Editor's note: Jennifer Erickson is the director of Competitiveness and Economic Growth at the Center for American Progress, an organization dedicated to improving the lives of Americans through progressive ideas and action.
(CNN) -- Venture capitalist Tom Perkins is back in the news with a big (and ridiculous) idea: If you pay a million dollars in taxes, you should get a million votes. While some media outlets have since pointed out that Perkins was perhaps courting controversy, his system of wealthier Americans having more say at the ballot box follows an equally bizarre argument this week from Bud Konheim, CEO of luxury retailer Nicole Miller.
Konheim took a different tack on the inequality debate, asserting instead that all Americans are wealthy. According to Konheim, "We've got a country that the poverty level is wealth in 99% of the rest of the world. So we're talking about woe is me, woe is us, woe is this. ... The guy that's making, oh my God, $35,000 a year. ... Why don't we try that out in India or some country we can't even name ... China, anyplace -- that guy is wealthy."
For now, it's safe enough to assume that Perkins' dollar-a-vote initiative is unlikely to take off. But Konheim's argument actually falls into a growing category -- members of the wealthiest income group in the country trying to convince average Americans that they, too, are all very wealthy.
Jennifer EricksonLast summer, a commercial funded by the conservative Charles Koch Foundation tried to persuade people that the middle class in America is actually rich by pointing out that someone making over $34,000 -- a decidedly middle-class income -- was part of "the wealthiest 1% in the world."
Seriously? Let's look more closely at this idea that the poor -- or even the middle class -- in America are actually wealthy.
Konheim's argument probably does not hold much weight among millions of Americans who skipped filling a prescription in 2012 because of the costs, according to Commonwealth Fund's Biennial Health Insurance Survey.
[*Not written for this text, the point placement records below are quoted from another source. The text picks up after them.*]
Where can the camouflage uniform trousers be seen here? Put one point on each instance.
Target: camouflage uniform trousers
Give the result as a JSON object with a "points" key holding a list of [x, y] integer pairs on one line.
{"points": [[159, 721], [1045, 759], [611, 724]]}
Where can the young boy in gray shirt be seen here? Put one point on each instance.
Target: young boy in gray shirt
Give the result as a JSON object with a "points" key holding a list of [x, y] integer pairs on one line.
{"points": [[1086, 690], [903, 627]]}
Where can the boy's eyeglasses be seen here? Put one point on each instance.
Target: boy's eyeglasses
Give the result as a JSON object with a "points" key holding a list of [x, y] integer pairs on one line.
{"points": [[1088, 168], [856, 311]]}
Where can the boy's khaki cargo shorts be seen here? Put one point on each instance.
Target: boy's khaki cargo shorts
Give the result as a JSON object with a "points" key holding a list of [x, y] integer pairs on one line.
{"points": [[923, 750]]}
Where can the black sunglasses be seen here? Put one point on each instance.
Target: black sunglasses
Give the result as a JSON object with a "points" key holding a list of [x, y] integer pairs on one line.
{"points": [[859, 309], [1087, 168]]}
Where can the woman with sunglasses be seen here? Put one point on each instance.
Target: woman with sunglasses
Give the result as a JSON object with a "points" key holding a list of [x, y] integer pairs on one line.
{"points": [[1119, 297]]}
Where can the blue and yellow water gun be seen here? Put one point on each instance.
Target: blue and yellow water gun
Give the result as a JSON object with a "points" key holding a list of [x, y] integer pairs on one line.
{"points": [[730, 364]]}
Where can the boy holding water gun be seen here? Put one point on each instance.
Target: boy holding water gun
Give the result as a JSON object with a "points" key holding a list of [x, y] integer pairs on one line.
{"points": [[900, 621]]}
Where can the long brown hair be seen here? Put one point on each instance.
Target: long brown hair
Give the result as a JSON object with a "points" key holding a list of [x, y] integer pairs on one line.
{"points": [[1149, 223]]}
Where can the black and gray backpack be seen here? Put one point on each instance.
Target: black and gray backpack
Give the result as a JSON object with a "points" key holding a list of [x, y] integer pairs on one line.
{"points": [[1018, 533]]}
Nor does it likely ring true for many in the middle class who are trying to buy a home at a time when home prices have doubled since 1970. And let's not forget the cost of a public four-year college education, which has risen by an eye-watering 250% over the past 30 years.
The federal poverty level in the United States for a family of four is $23,550, significantly less than estimated living expenses. More than 3 million Americans earn the minimum wage or lower, and today's minimum wage has 30% less buying power in real terms than the minimum wage in 1968. Or put another way, someone on minimum wage would have to work for more than 130 hours to buy the $950 dress that Konheim's company is selling right now at Saks Fifth Avenue.
To be sure, Americans do not need to buy luxury dresses. But they do need to buy food. And according to the U.S. Department of Agriculture, more than 14% of Americans were food insecure at some point in 2012. In other words, in the wealthiest country on Earth, millions of Americans could not be sure where their next meal was coming from. And poverty is much more prevalent than you might think -- more than half of Americans between the ages of 25 and 64 will spend a year of their lives in or near poverty.
As worrisome as these statistics are on U.S. poverty levels, there is also alarming data about the state of the middle class.
Median incomes in America are actually lower now than they were in 2000, and household debt levels have skyrocketed. If we look at millennials -- the youngest part of our workforce -- there were 10 million of them who were unemployed or underemployed last summer, more than the entire population of New York City.
Comparisons Konheim would have us make with developing countries miss the point. The United States is not a developing country, and it does not serve us well to try to ignore the real difficulties of many Americans. So the question is not whether a full-time retail worker earning $14,000 in Texas is better off than a full-time retail worker in India, or even whether a household with $34,000 in Philadelphia is doing better than many families in China. The question is whether the economic conditions we have now are serving us -- all of us -- well.
And the answer to that is: not really. Or, more positively: We can certainly do better.
Economic growth in the United States is lagging behind our historical average, and unemployment five years from the Great Recession is still too high. And the American Dream, the notion that if you work hard and play by the rules you can get ahead, is taking a serious knock when economic mobility -- the ability to move from the wealth you were born to another level -- is lower in the United States than in countries like Canada and Germany.
Doing better for all Americans is not about creating divisions between income levels. And it's certainly not about trying to convince workers who are struggling to pay their rent that they are actually rich.
Simply put, doing better for all Americans -- the wealthiest included -- and growing our economy in a sustainable way requires a growing and vibrant middle class that is contributing to an innovative and entrepreneurial workforce, while providing a stable source of economic demand. In short, we need Americans to be both productive workers and reliable consumers.
Acknowledging the very real struggles many of our fellow Americans face is not just a moral imperative, it is also an economic one. And we can't have a constructive conversation about how we improve the country's economy if we ignore the difficult realities facing many Americans today.
Konheim and Perkins can disparage their fellow citizens all they want, but the truth is that the American economy will do better when more Americans are doing better.